While it is of course true that the HOA received the purchase price of the Property at the HOA Sale from Ravenstar, along with any HOA fees, etc., Ravenstar subsequently paid to the HOA, it is not inequitable for the HOA to retain that money. First, Ravenstar purchased the Property from the HOA via a quitclaim deed that conveyed “all interest [the HOA] may own, if any, ” in the Property. (ECF No. 118-1 at 112.) A quitclaim deed conveys “only the grantor's interest, subject to valid title claims and encumbrances.” United States v. Spahi, 177 F.3d 748, 751 (9th Cir. 1999) (citation omitted). Second, the HOA's board's consent approving the sale to Ravenstar reflects that Ravenstar purchased three properties at the same time, including the Property, and states that Ravenstar was purchasing the HOA's “claim for delinquency of assessments, attorney's fees and costs, late fees, foreclosure fees and costs, [and] transfer fees.” (ECF No. 118-1 at 110.) Third, Ravenstar's statement that it purchased the Property based on the HOA's false representation that it was purchasing the Property free and clear of any deed of trust is not supported by citation to any evidence. (ECF No. 123 at 4.) See also, e.g., Archuleta v. Corr. Corp. of Am., No. 2:15-cv-01608-MMD-VCF, 2021 WL 308593, at *5 (D. Nev. Jan. 29, 2021) (“attorney argument is not evidence”) (citation omitted). Indeed, the evidence proffered by the HOA demonstrates that it is Ravenstar's statement in its response to the HOA's Motion that is false. Both the quitclaim deed and the board consent proffered by the HOA show that Ravenstar was purchasing only whatever interest the HOA had in the Property, and nothing more. (ECF No. 118-1 at 110, 112.) In sum, it is not inequitable for the HOA to hold onto the money Ravenstar has paid to it. Ravenstar's unjust enrichment crossclaim against the HOA fails as a matter of law, and the Court will grant the HOA's Motion as to this claim.

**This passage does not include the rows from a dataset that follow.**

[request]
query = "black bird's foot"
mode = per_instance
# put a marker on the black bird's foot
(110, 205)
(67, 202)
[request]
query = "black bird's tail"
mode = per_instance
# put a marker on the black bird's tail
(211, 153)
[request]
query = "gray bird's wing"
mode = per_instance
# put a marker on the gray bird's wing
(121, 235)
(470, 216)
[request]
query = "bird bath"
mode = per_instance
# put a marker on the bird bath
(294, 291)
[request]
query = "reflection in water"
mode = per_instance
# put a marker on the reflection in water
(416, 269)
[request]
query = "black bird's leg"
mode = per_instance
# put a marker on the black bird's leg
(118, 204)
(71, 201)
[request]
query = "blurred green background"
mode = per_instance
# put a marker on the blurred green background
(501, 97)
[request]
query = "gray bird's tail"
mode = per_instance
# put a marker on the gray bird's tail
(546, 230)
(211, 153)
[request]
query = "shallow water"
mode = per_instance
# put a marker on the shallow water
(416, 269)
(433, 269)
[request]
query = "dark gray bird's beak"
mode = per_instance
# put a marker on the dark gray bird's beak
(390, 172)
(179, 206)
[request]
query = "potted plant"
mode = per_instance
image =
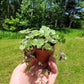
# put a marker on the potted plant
(39, 43)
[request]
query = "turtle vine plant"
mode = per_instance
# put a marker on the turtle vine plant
(39, 43)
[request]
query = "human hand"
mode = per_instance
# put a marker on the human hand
(19, 75)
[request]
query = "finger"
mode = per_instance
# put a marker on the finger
(52, 65)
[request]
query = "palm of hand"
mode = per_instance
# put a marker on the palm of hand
(19, 75)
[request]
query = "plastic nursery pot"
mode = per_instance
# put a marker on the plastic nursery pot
(43, 55)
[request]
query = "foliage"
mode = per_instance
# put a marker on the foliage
(35, 13)
(42, 38)
(11, 24)
(10, 35)
(71, 69)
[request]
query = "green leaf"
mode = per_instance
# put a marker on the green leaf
(22, 31)
(35, 42)
(49, 39)
(40, 43)
(46, 72)
(48, 47)
(35, 33)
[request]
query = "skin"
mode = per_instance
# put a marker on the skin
(20, 75)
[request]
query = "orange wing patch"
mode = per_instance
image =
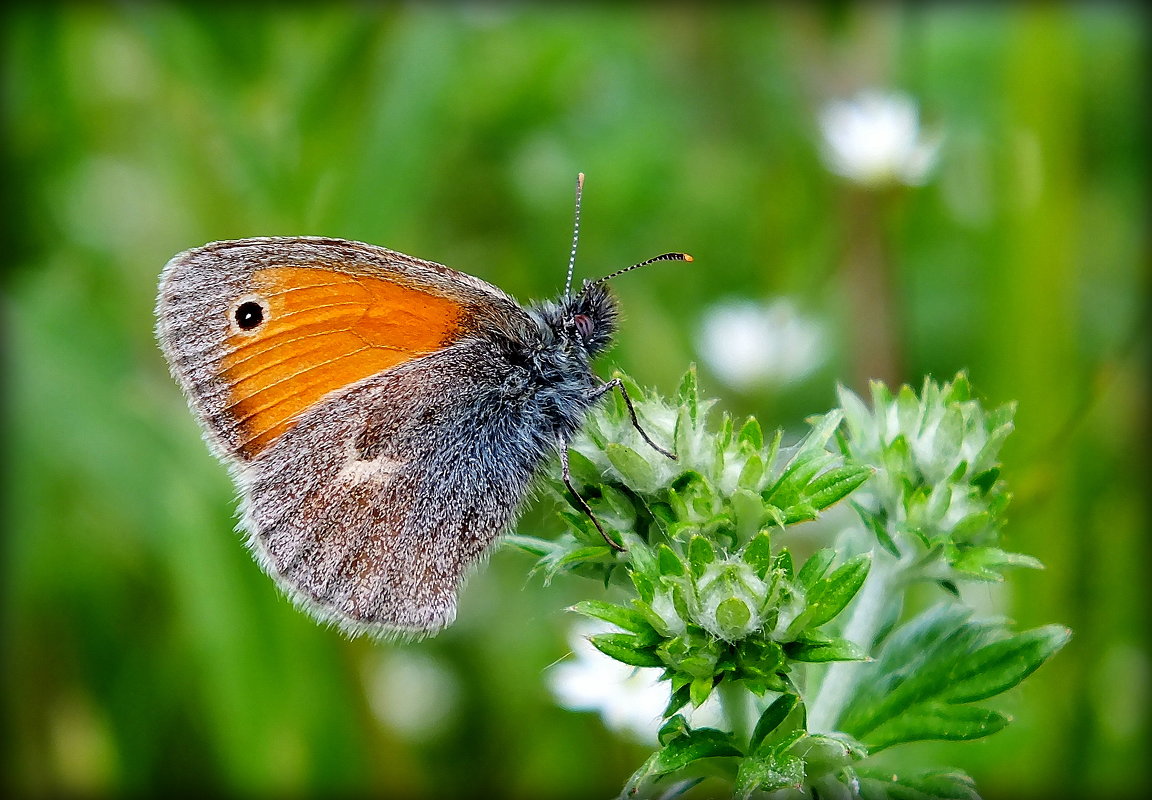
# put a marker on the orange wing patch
(323, 331)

Moving to the HOA and Ravenstar's equitable mortgage arguments, “[a]n equitable mortgage may be imposed where ‘the parties intended to create a mortgage.”' Las Vegas Dev. Grp., LLC v. Yfantis, 173 F.Supp.3d 1046, 1059 (D. Nev. 2016) (quoting Topaz, 839 P.2d at 612).” ‘“A mortgage is usually considered to be a nominal conveyance, held in abeyance, of certain property as a security for the payment of a certain debt.'” Topaz, 839 P.2d at 612 (quoting Nee v. L.C. Smith, Inc., 624 P.2d 4, 7 (Nev. 1981)).

Neither the quitclaim deed nor the board consent indicates that the HOA intended to create a mortgage. (ECF No. 118-1 at 110, 112.) Quite the opposite. They indicate the HOA entered a one-time transaction with Ravenstar, conveying to Ravenstar whatever interest the HOA had in the Property by virtue of the Borrower's unpaid assessments. (Id.) And Ravenstar does not even really offer any contrary argument; its only argument being a statement that the Court may impose an equitable mortgage. (ECF No. 123 at 5.) Thus, the undisputed evidence before the Court shows that Ravenstar's equitable mortgage crossclaim against the HOA also fails as a matter of law, and the Court will also grant the HOA's Motion as to this crossclaim.

In sum, the HOA is entitled to summary judgment on both crossclaims Ravenstar asserted against it.

B. Nationstar's Motion

Nationstar both moves for summary judgment on its quiet title claim against Ravenstar and Heathman, and on the counterclaims for unjust enrichment and equitable mortgage Ravenstar asserted against Nationstar. (ECF No. 119.) The Court first addresses Nationstar's Motion as to Ravenstar's counterclaims, and then moves on to Nationstar's Motion as to its quiet title claim.

1. Ravenstar's Counterclaims

Nationstar primarily argues it is entitled to summary judgment on Ravenstar's counterclaims because Ravenstar purchased the Property at its own risk, knowing it might remain subject to a first deed of trust, and there is no evidence that Nationstar and Ravenstar intended to create an equitable mortgage. (ECF No. 119 at 13-15.) Ravenstar counters that it spent money to acquire the Property, and then spent more money to maintain the Property, which benefitted Nationstar, and thus the Court may impose an equitable mortgage. (ECF No. 124 at 5.) The Court agrees with Nationstar.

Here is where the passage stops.